From Volume 38, Issue 44 of EIR Online, Published November 11, 2011

Global Economic News

Preparing for Greek Exit from Euro, Banks Conduct 'Fire Drills'

Nov. 4 (EIRNS)—Bracing themselves for a Greek withdrawal from the euro, European banks, and U.S. banks that operate in Europe, are said to be conducting "fire drills"—beefing up their hedges against Greek exposure and having their lawyers review loan agreements with Greek companies, the Wall Street Journal reports today.

Amidst widespread and panicked discussion over the "mess" that would ensue should Greece return to its old currency, the drachma, banks are trying to figure out what would happen to their euro-denominated loans under such conditions. The Journal asserts that, of course, such a scenario is unlikely, but then notes frenzied activity and statements from European leaders that a Greek exit is indeed possible.

Corporate clients are now moving their money out of Greece as frequently as every day, fearing a sudden return to the drachma, the Journal reports. The Financial Times worries that should large amounts of Greek assets be moved to Germany, suddenly "a German euro is not the same as a Greek euro." And, it adds that if Greece leaves, "it would raise the question of whether other countries would be next."

Greek Tsunami Engulfs Italy

Nov. 1 (EIRNS)—Italy was the nation most severely affected by the run on stocks and bonds caused by Greece's decision to support the EU bailout. Yields on Italian ten-year bonds reached 6.34%, one notch closer to the 7% threshold considered to be "unsustainable." The Milan stock market collapsed by 6.8%, with large banks, such as Intesa Sanpaolo, plunging 15.8%, and Unicredit, 12.4%.

Pro-euro politicians and business leaders are blaming Italian Prime Minister Silvio Berlusconi, insisting that he has not been able to supply a credible reform (i.e., austerity) program. President Giorgio Napolitano, a supranationalist, issued a statement urging the government to find broader parliamentary alliances—a de facto request for Berlusconi to resign. Napolitano has spoken almost every day in the recent period, in a breach of his constitutional prerogatives. Recently he called on the government to implement "unpopular decisions." Berlusconi said that the Italian government will act "with rigor and decision."

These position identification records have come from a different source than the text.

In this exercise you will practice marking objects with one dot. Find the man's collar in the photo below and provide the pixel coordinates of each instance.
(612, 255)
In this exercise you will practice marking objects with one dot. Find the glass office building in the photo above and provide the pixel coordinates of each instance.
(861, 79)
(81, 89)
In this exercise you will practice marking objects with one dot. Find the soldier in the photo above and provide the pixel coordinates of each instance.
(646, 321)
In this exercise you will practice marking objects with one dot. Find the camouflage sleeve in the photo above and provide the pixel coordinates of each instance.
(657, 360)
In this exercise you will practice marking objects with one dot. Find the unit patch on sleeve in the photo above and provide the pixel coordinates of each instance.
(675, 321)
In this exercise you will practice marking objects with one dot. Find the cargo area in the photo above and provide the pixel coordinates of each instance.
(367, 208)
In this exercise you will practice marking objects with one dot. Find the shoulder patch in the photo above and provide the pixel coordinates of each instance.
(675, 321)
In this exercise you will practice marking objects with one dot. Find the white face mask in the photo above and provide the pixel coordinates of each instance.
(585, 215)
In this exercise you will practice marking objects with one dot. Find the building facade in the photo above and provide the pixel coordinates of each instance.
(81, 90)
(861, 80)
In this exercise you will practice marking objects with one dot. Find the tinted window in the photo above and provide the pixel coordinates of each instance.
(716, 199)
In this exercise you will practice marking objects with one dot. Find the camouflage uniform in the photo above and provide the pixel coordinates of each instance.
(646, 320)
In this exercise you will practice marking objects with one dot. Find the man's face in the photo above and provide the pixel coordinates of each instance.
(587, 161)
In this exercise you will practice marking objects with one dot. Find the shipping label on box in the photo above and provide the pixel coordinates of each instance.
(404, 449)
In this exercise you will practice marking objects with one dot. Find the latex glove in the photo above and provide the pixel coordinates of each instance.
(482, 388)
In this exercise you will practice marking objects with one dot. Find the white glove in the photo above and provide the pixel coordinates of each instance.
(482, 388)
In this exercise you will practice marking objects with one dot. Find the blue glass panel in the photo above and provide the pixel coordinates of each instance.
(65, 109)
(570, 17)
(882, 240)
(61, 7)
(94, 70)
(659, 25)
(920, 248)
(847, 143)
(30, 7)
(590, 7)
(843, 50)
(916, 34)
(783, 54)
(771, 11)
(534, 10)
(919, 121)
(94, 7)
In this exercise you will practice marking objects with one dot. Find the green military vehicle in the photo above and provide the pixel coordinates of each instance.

The issue, however, is not Berlusconi—or at least not for the reasons the City of London is advancing to demand his scalp. Ambrose Evans-Pritchard asked in his Nov. 1 London Daily Telegraph column: Are such sweeping reforms of pensions, labor rights and public service "to be decided by Italy's elected Parliament by proper process, or be pushed through by foreign dictate when the country is on its knees? 'Political ownership' is of critical importance. The EU is crossing lines everywhere, forgetting that it remains no more than a treaty organization of sovereign states. Democratic accountability is breaking down."

Thus, when an Italian Labor Minister Maurizio Sacconi warns that "a rushed shake-up of the labor market—as demanded by the EU—risks setting off a fresh cycle of terrorism in the country," the issue is that the EU "is in effect taking sides in an intensely polarized debate within Italy, intruding into the most sensitive matters of how society organizes itself. It is demanding ideological changes—in this case in favor of employers, and against unions—as a condition for further action to shore up Italy's bond markets."